I have tree points:
$$A=\pmatrix{1\\-2\\-3} B= \pmatrix{-2\\3\\2} C= \pmatrix{0\\2\\4}$$
Now i have to get the height vector that ends on $AC$. The solution should be:
$$f:x = \pmatrix{-2\\3\\2} + r * \pmatrix{-2.1212...\\1.4848..\\-1.1515...} $$
I understand why the vector starts at $B$ but I don't know how to get the direction vector!

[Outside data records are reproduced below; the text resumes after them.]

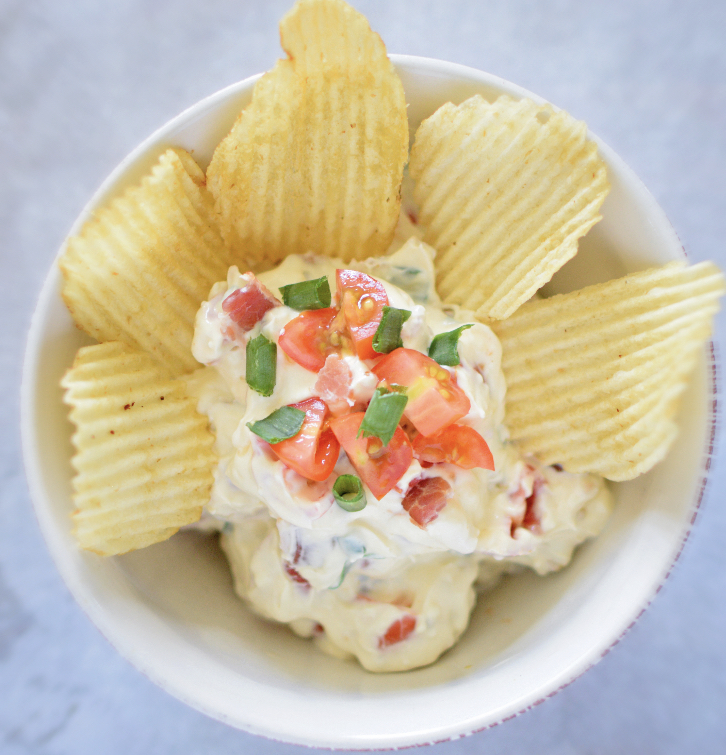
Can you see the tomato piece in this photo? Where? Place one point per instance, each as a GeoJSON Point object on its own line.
{"type": "Point", "coordinates": [398, 631]}
{"type": "Point", "coordinates": [361, 300]}
{"type": "Point", "coordinates": [456, 444]}
{"type": "Point", "coordinates": [314, 451]}
{"type": "Point", "coordinates": [425, 498]}
{"type": "Point", "coordinates": [246, 306]}
{"type": "Point", "coordinates": [333, 384]}
{"type": "Point", "coordinates": [380, 467]}
{"type": "Point", "coordinates": [307, 338]}
{"type": "Point", "coordinates": [434, 399]}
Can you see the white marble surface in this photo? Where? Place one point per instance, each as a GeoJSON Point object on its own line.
{"type": "Point", "coordinates": [82, 82]}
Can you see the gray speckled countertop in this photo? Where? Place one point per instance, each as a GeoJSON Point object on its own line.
{"type": "Point", "coordinates": [83, 82]}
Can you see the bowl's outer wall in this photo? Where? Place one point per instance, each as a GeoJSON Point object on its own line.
{"type": "Point", "coordinates": [171, 611]}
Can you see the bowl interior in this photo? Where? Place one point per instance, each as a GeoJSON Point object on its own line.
{"type": "Point", "coordinates": [170, 609]}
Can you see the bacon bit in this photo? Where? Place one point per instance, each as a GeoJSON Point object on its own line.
{"type": "Point", "coordinates": [295, 575]}
{"type": "Point", "coordinates": [425, 498]}
{"type": "Point", "coordinates": [333, 384]}
{"type": "Point", "coordinates": [247, 306]}
{"type": "Point", "coordinates": [398, 631]}
{"type": "Point", "coordinates": [529, 519]}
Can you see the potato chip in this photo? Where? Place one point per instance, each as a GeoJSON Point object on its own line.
{"type": "Point", "coordinates": [144, 458]}
{"type": "Point", "coordinates": [594, 376]}
{"type": "Point", "coordinates": [315, 162]}
{"type": "Point", "coordinates": [140, 268]}
{"type": "Point", "coordinates": [505, 191]}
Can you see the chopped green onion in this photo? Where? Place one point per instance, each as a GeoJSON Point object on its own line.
{"type": "Point", "coordinates": [382, 415]}
{"type": "Point", "coordinates": [444, 347]}
{"type": "Point", "coordinates": [261, 365]}
{"type": "Point", "coordinates": [348, 492]}
{"type": "Point", "coordinates": [282, 424]}
{"type": "Point", "coordinates": [388, 335]}
{"type": "Point", "coordinates": [307, 295]}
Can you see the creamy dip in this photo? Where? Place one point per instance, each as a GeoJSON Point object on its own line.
{"type": "Point", "coordinates": [375, 583]}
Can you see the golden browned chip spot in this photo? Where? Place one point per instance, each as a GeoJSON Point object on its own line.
{"type": "Point", "coordinates": [505, 190]}
{"type": "Point", "coordinates": [594, 376]}
{"type": "Point", "coordinates": [139, 270]}
{"type": "Point", "coordinates": [315, 162]}
{"type": "Point", "coordinates": [139, 475]}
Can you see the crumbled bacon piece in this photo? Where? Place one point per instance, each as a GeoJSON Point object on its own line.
{"type": "Point", "coordinates": [398, 631]}
{"type": "Point", "coordinates": [425, 498]}
{"type": "Point", "coordinates": [247, 306]}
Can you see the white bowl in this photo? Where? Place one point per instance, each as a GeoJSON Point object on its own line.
{"type": "Point", "coordinates": [171, 611]}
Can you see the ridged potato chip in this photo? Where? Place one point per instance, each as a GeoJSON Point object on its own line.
{"type": "Point", "coordinates": [140, 268]}
{"type": "Point", "coordinates": [315, 162]}
{"type": "Point", "coordinates": [594, 376]}
{"type": "Point", "coordinates": [505, 191]}
{"type": "Point", "coordinates": [145, 458]}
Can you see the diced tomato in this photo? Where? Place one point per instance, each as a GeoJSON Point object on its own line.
{"type": "Point", "coordinates": [307, 338]}
{"type": "Point", "coordinates": [434, 399]}
{"type": "Point", "coordinates": [333, 384]}
{"type": "Point", "coordinates": [246, 306]}
{"type": "Point", "coordinates": [314, 451]}
{"type": "Point", "coordinates": [456, 444]}
{"type": "Point", "coordinates": [398, 631]}
{"type": "Point", "coordinates": [380, 467]}
{"type": "Point", "coordinates": [361, 300]}
{"type": "Point", "coordinates": [425, 498]}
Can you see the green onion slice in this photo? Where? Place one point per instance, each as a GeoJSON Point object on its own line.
{"type": "Point", "coordinates": [307, 295]}
{"type": "Point", "coordinates": [388, 335]}
{"type": "Point", "coordinates": [282, 424]}
{"type": "Point", "coordinates": [348, 492]}
{"type": "Point", "coordinates": [383, 415]}
{"type": "Point", "coordinates": [261, 370]}
{"type": "Point", "coordinates": [444, 347]}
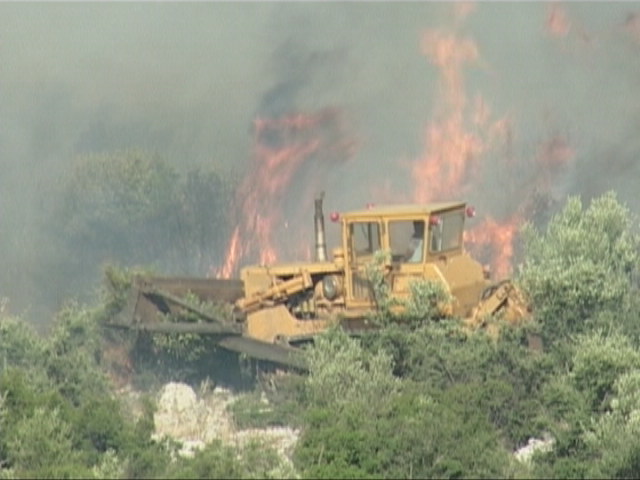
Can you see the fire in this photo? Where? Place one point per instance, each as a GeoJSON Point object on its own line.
{"type": "Point", "coordinates": [495, 240]}
{"type": "Point", "coordinates": [291, 152]}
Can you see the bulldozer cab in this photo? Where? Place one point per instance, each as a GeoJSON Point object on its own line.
{"type": "Point", "coordinates": [416, 236]}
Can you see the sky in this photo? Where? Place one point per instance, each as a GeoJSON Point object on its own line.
{"type": "Point", "coordinates": [189, 80]}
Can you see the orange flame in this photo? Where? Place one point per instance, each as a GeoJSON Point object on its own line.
{"type": "Point", "coordinates": [285, 148]}
{"type": "Point", "coordinates": [459, 136]}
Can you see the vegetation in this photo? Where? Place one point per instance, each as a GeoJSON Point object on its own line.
{"type": "Point", "coordinates": [415, 399]}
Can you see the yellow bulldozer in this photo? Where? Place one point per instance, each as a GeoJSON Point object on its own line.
{"type": "Point", "coordinates": [277, 307]}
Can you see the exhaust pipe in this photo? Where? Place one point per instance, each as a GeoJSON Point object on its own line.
{"type": "Point", "coordinates": [321, 244]}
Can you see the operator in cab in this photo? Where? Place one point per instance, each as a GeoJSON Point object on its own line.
{"type": "Point", "coordinates": [416, 244]}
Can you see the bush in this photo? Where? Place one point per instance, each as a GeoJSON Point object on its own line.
{"type": "Point", "coordinates": [583, 264]}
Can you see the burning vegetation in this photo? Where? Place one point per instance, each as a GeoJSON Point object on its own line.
{"type": "Point", "coordinates": [464, 143]}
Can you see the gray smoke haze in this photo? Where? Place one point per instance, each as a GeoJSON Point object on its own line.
{"type": "Point", "coordinates": [188, 79]}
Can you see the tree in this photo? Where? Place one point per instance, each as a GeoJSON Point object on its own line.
{"type": "Point", "coordinates": [582, 265]}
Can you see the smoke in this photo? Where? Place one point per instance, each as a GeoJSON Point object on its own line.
{"type": "Point", "coordinates": [188, 80]}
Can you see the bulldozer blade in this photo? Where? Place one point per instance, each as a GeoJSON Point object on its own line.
{"type": "Point", "coordinates": [280, 354]}
{"type": "Point", "coordinates": [181, 327]}
{"type": "Point", "coordinates": [152, 297]}
{"type": "Point", "coordinates": [207, 289]}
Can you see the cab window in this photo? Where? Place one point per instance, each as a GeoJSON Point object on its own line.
{"type": "Point", "coordinates": [406, 240]}
{"type": "Point", "coordinates": [446, 234]}
{"type": "Point", "coordinates": [365, 238]}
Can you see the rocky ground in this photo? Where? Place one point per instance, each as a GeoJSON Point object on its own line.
{"type": "Point", "coordinates": [195, 418]}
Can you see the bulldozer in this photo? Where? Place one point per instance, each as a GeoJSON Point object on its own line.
{"type": "Point", "coordinates": [275, 308]}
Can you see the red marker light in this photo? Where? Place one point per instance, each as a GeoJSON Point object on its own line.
{"type": "Point", "coordinates": [434, 220]}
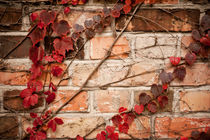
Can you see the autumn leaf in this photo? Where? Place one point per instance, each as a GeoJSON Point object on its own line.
{"type": "Point", "coordinates": [139, 109]}
{"type": "Point", "coordinates": [61, 28]}
{"type": "Point", "coordinates": [62, 45]}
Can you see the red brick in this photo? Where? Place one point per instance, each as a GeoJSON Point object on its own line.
{"type": "Point", "coordinates": [195, 100]}
{"type": "Point", "coordinates": [10, 15]}
{"type": "Point", "coordinates": [16, 78]}
{"type": "Point", "coordinates": [9, 127]}
{"type": "Point", "coordinates": [72, 127]}
{"type": "Point", "coordinates": [110, 101]}
{"type": "Point", "coordinates": [186, 40]}
{"type": "Point", "coordinates": [9, 42]}
{"type": "Point", "coordinates": [12, 101]}
{"type": "Point", "coordinates": [139, 129]}
{"type": "Point", "coordinates": [167, 108]}
{"type": "Point", "coordinates": [162, 18]}
{"type": "Point", "coordinates": [114, 72]}
{"type": "Point", "coordinates": [21, 78]}
{"type": "Point", "coordinates": [79, 103]}
{"type": "Point", "coordinates": [100, 45]}
{"type": "Point", "coordinates": [197, 74]}
{"type": "Point", "coordinates": [166, 127]}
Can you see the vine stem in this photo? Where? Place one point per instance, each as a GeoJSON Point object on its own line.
{"type": "Point", "coordinates": [108, 53]}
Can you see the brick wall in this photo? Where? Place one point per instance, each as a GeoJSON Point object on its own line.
{"type": "Point", "coordinates": [143, 47]}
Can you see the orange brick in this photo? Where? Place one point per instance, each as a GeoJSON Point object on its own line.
{"type": "Point", "coordinates": [79, 103]}
{"type": "Point", "coordinates": [16, 78]}
{"type": "Point", "coordinates": [195, 100]}
{"type": "Point", "coordinates": [100, 45]}
{"type": "Point", "coordinates": [139, 129]}
{"type": "Point", "coordinates": [197, 74]}
{"type": "Point", "coordinates": [111, 101]}
{"type": "Point", "coordinates": [166, 127]}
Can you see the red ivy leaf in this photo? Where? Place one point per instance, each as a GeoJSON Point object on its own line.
{"type": "Point", "coordinates": [139, 109]}
{"type": "Point", "coordinates": [78, 28]}
{"type": "Point", "coordinates": [35, 85]}
{"type": "Point", "coordinates": [156, 90]}
{"type": "Point", "coordinates": [56, 71]}
{"type": "Point", "coordinates": [61, 28]}
{"type": "Point", "coordinates": [34, 16]}
{"type": "Point", "coordinates": [123, 128]}
{"type": "Point", "coordinates": [165, 86]}
{"type": "Point", "coordinates": [106, 12]}
{"type": "Point", "coordinates": [165, 77]}
{"type": "Point", "coordinates": [117, 119]}
{"type": "Point", "coordinates": [152, 107]}
{"type": "Point", "coordinates": [26, 92]}
{"type": "Point", "coordinates": [64, 1]}
{"type": "Point", "coordinates": [33, 115]}
{"type": "Point", "coordinates": [110, 129]}
{"type": "Point", "coordinates": [79, 138]}
{"type": "Point", "coordinates": [36, 71]}
{"type": "Point", "coordinates": [89, 24]}
{"type": "Point", "coordinates": [205, 41]}
{"type": "Point", "coordinates": [127, 2]}
{"type": "Point", "coordinates": [50, 98]}
{"type": "Point", "coordinates": [126, 9]}
{"type": "Point", "coordinates": [128, 118]}
{"type": "Point", "coordinates": [190, 58]}
{"type": "Point", "coordinates": [62, 45]}
{"type": "Point", "coordinates": [47, 17]}
{"type": "Point", "coordinates": [90, 33]}
{"type": "Point", "coordinates": [180, 73]}
{"type": "Point", "coordinates": [195, 47]}
{"type": "Point", "coordinates": [100, 136]}
{"type": "Point", "coordinates": [37, 35]}
{"type": "Point", "coordinates": [40, 136]}
{"type": "Point", "coordinates": [163, 101]}
{"type": "Point", "coordinates": [122, 109]}
{"type": "Point", "coordinates": [144, 98]}
{"type": "Point", "coordinates": [114, 136]}
{"type": "Point", "coordinates": [115, 13]}
{"type": "Point", "coordinates": [36, 54]}
{"type": "Point", "coordinates": [97, 18]}
{"type": "Point", "coordinates": [67, 10]}
{"type": "Point", "coordinates": [30, 101]}
{"type": "Point", "coordinates": [54, 88]}
{"type": "Point", "coordinates": [58, 121]}
{"type": "Point", "coordinates": [52, 125]}
{"type": "Point", "coordinates": [196, 35]}
{"type": "Point", "coordinates": [175, 60]}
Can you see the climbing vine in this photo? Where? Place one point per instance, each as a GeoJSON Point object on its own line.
{"type": "Point", "coordinates": [46, 24]}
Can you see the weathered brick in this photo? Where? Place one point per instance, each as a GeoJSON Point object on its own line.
{"type": "Point", "coordinates": [72, 127]}
{"type": "Point", "coordinates": [146, 1]}
{"type": "Point", "coordinates": [16, 78]}
{"type": "Point", "coordinates": [164, 19]}
{"type": "Point", "coordinates": [194, 100]}
{"type": "Point", "coordinates": [10, 16]}
{"type": "Point", "coordinates": [186, 40]}
{"type": "Point", "coordinates": [107, 101]}
{"type": "Point", "coordinates": [167, 108]}
{"type": "Point", "coordinates": [113, 72]}
{"type": "Point", "coordinates": [79, 103]}
{"type": "Point", "coordinates": [139, 129]}
{"type": "Point", "coordinates": [7, 43]}
{"type": "Point", "coordinates": [22, 78]}
{"type": "Point", "coordinates": [197, 74]}
{"type": "Point", "coordinates": [166, 127]}
{"type": "Point", "coordinates": [12, 101]}
{"type": "Point", "coordinates": [100, 45]}
{"type": "Point", "coordinates": [9, 127]}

Sorry about the .1212.. .4848.., i think you understand what i mean but i didn't know how to format it! I would be glad if somebody can correct my question! Thanks
You want to perform vector rejection: \begin{align*} \vec v &= \vec{AB} - \frac{\vec{AB} \cdot \vec{AC}}{\vec{AC} \cdot \vec{AC}}\vec{AC} \\ &= \begin{pmatrix} -3 \\ 5 \\ 5 \end{pmatrix} - \frac{\begin{pmatrix} -3 \\ 5 \\ 5 \end{pmatrix} \cdot \begin{pmatrix} -1 \\ 4 \\ 7 \end{pmatrix}}{\begin{pmatrix} -1 \\ 4 \\ 7 \end{pmatrix} \cdot \begin{pmatrix} -1 \\ 4 \\ 7 \end{pmatrix}}\begin{pmatrix} -1 \\ 4 \\ 7 \end{pmatrix} \\ &= \begin{pmatrix} -3 \\ 5 \\ 5 \end{pmatrix} - \frac{29}{33}\begin{pmatrix} -1 \\ 4 \\ 7 \end{pmatrix} \\ &= \begin{pmatrix} -70/33 \\ 49/33 \\ -38/33 \end{pmatrix} \end{align*}